Finance Minister Nirmala Sitharaman on Saturday asked the Securities and Exchange Board of India (Sebi) to take the lead in simplifying and standardising know-your-customer (KYC) processes across the financial system.
Sitharaman called for a seamless, secure, and portable KYC architecture, in coordination with the Financial Stability and Development Council (FSDC) and other regulators.
“No citizen should have to repeat the same verification journey across multiple platforms,” she said, stressing urgency in implementation.
What did the FM say on anticipatory regulation and emerging risks?
Speaking at Sebi’s 38th foundation day event, the FM said regulation must move “from reactive to anticipatory”, with a sharper focus on emerging risks such as artificial intelligence-led market abuse, cross-border fraud, and cybersecurity threats.
At the same event, Sebi Chairman Tuhin Kanta Pandey highlighted the regulator’s evolution from overseeing opaque, floor-based markets to enabling a technology-driven, globally integrated ecosystem, while outlining a roadmap focused on ease of doing business, investor protection, and innovation.
The FM emphasised that the next phase of regulatory evolution should rely more on principles-based frameworks and structured public consultation rather than overly prescriptive rules.
Why is cybersecurity a key concern for capital markets?
Cybersecurity emerged as a major concern, with the FM cautioning that a single large-scale cyberattack on critical market infrastructure could have systemic consequences. While acknowledging Sebi’s 2025 cyber resilience framework, she urged continuous upgrades as threats become more sophisticated, including AI-driven attacks and deepfake-enabled frauds.
How can India deepen its corporate bond market?
The minister also pushed for structural reforms to deepen India’s corporate bond market. She urged Sebi to build on its consultation initiatives to expand retail participation, improve secondary market liquidity, and standardise issuance frameworks.

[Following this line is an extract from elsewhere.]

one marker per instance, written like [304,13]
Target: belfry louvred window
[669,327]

“Size without integrity is fragile; growth without governance is unsustainable; volume without investor protection is exploitation,” she said, underlining that ensuring this is a shared responsibility.
The FM highlighted the need for stronger credit enhancement mechanisms to enable lower-rated but viable firms to access bond markets. She also called for a renewed push towards municipal bonds to finance urban infrastructure, noting that public finances alone would be insufficient to meet India’s growth ambitions.
What did the FM say on global regulatory coordination?
On global integration, Sitharaman said Indian regulation must remain in “sustained dialogue” with international counterparts, even while retaining its domestic context.
She also called for periodic consultations with global regulators and market participants on issues such as sustainable finance, AI in markets, and settlement interoperability — steps she said would boost global investor confidence and enhance Sebi’s influence in international rule-making.
How should investor protection evolve in India?
Investor protection, she added, must evolve from a defensive function to a developmental one. While retail participation has surged, she warned against risks from uninformed investing and unregulated financial advice, particularly via social media. She called for stronger enforcement against misconduct, expansion of investor awareness campaigns in regional languages, and faster grievance redressal systems.
Sitharaman also underscored the importance of strengthening surveillance systems using advanced analytics and machine learning, alongside scaling up tools like “Sebi Check” to curb fraudulent intermediaries and payment scams.
Framing capital markets as central to India’s long-term growth, she said financing the country’s infrastructure, energy transition, and innovation ambitions would require deep, well-regulated markets rather than reliance on bank balance sheets alone.